Is it the end of the world as we know it?
Los Angeles Times
OAKLAND, Calif.
Harold Camping’s promised final show Thursday night was much like his others. For an hour and a half, before a backdrop of wood paneling and fake plants in an Oakland studio, the self-styled scriptural scholar fielded calls from the devout, the derisive and the curious.
Near the show’s end, Camping cut short a caller to announce that this would be his last appearance on the “Open Forum” TV and radio show he’s hosted for decades. After all, he explained with a warm smile, the world would be ending tonight.

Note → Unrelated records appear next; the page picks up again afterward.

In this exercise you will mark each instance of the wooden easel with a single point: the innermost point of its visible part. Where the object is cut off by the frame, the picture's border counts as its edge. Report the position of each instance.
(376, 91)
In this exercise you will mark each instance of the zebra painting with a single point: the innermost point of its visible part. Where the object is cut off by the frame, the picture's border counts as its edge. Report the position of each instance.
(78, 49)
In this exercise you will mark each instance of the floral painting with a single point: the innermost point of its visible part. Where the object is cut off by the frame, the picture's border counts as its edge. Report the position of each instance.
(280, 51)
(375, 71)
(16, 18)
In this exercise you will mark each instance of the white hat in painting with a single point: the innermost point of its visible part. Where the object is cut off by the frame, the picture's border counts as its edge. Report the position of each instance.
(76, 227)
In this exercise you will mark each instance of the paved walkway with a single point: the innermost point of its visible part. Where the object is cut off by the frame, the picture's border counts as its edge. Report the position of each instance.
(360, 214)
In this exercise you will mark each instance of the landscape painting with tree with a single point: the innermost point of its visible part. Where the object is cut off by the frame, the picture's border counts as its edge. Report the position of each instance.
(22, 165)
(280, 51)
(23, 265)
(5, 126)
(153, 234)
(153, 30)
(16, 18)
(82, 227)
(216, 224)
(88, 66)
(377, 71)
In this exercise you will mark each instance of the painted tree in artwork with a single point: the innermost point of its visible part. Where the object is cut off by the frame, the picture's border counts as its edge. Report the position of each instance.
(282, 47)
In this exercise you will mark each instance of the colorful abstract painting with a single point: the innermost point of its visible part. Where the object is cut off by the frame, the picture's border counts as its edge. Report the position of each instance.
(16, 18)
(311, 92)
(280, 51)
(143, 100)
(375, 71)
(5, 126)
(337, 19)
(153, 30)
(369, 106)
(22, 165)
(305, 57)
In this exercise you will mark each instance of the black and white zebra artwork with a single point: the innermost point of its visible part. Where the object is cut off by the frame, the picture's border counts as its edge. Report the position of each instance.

Then he shook hands with a couple of crewmen. “I probably won’t see you again,” he announced. “I won’t be here again.”
The former engineer has long predicted the apocalypse, most famously in 1994, but his new date — May 21, 2011 — has received unprecedented publicity. That is thanks to a worldwide $100-million campaign of caravans and billboards, financed by the sale and swap of TV and radio stations.

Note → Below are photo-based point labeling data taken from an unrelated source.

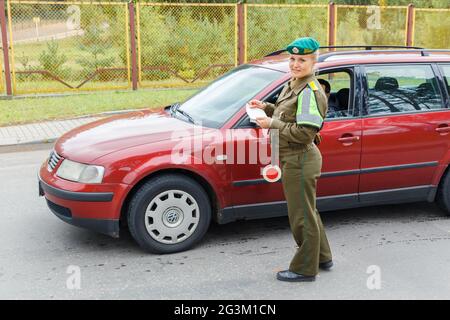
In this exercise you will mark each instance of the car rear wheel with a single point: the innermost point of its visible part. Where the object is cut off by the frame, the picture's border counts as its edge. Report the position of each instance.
(443, 195)
(169, 213)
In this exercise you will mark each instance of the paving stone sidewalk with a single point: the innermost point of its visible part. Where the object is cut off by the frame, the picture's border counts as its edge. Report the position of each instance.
(41, 132)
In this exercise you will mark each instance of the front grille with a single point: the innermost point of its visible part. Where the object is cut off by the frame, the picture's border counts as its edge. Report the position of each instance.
(53, 160)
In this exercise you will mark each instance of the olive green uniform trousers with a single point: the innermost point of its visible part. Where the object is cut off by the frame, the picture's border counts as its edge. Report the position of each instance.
(299, 176)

It is impossible to say how many people take Camping seriously, though his message reaches millions of listeners and viewers on 66 stations across the country, and on many more worldwide. His prophecies have been mocked on late-night television and debated with derision on CNN. This weekend, atheist groups and other skeptics are planning doomsday parties across the country.
As for believers, many will be gathered quietly with their families, waiting for Jesus’ return.